It looked like the station at the terminus of the Red Line in Mattapan would qualify. Next I had to find a coffee shop in the vicinity. A quick search didn't look too promising, but after zooming out a bit I found a place called Flat Black Coffee. Unfortunately, it was 1.7 miles from the Bluebikes station. But there seemed to be a trail along the Neponset River connecting the two, and so I decided to make it a multimodal coffeeneuring experience.

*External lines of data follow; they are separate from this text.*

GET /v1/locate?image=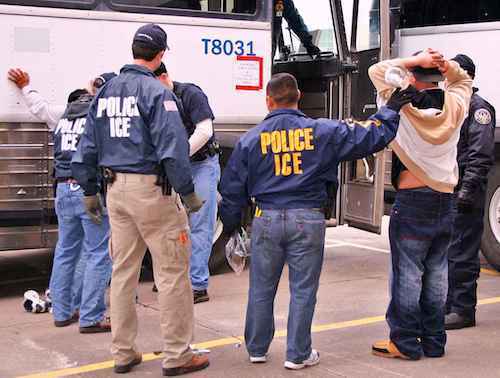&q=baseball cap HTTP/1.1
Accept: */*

[410,66,444,83]
[134,24,170,50]
[94,72,118,88]
[452,54,476,79]
[153,62,168,77]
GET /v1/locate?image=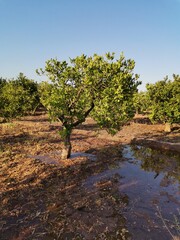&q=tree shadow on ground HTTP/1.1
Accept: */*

[0,142,127,240]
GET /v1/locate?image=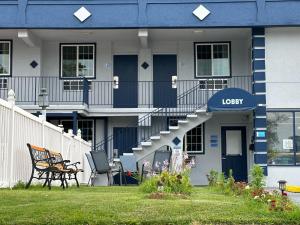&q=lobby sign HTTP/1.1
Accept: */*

[207,88,256,112]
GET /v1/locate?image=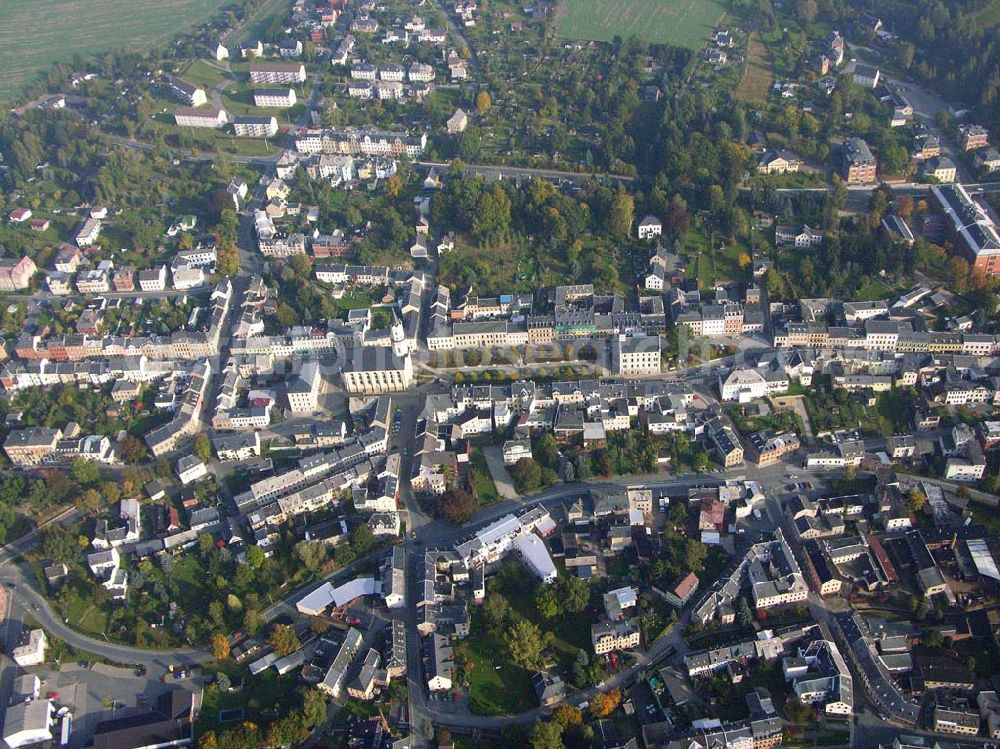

Best road section: South Road on the outer perimeter of the Harvard Arboretum
My intermediate destination: Bluebikes station in Mattapan
Neponset River trail
Fall colors are still in their early stages

Dorchester-Milton Lower Mills Industrial District
Daily Brew at Flat Black -- I somehow wasn't in the mood for anything more fancy
Lots of beans waiting to be roasted at Flat Black

Neponset River trail near its estuary
Instead of walking back to Mattapan, I continued along the river and picked up a bike another 1.5 miles east. From there, I biked toward the ocean and then roughly headed north back home, with a bunch of intermediate stops: Flipping bikes several times; bathroom stop at Pope John Paul II park; guac burger at By Chloe; buy new tube for Nicole's Brommie at Broadway Bicycle School; beer at Lamplighter Brewing. At the end of the ride, I was pretty pooped. 30-ish miles on a bike share bike is hard work!

JFK Presidential Library

Crust Lightning Bolt sighting in front of Broadway Bicycle School. First time I've seen it in real-life, and man, is it nice!

Stats: 11 separate Bluebikes rentals, for a total of about 30 miles
Coffee: Flat Black daily brew
Weather: Excellent fall weather!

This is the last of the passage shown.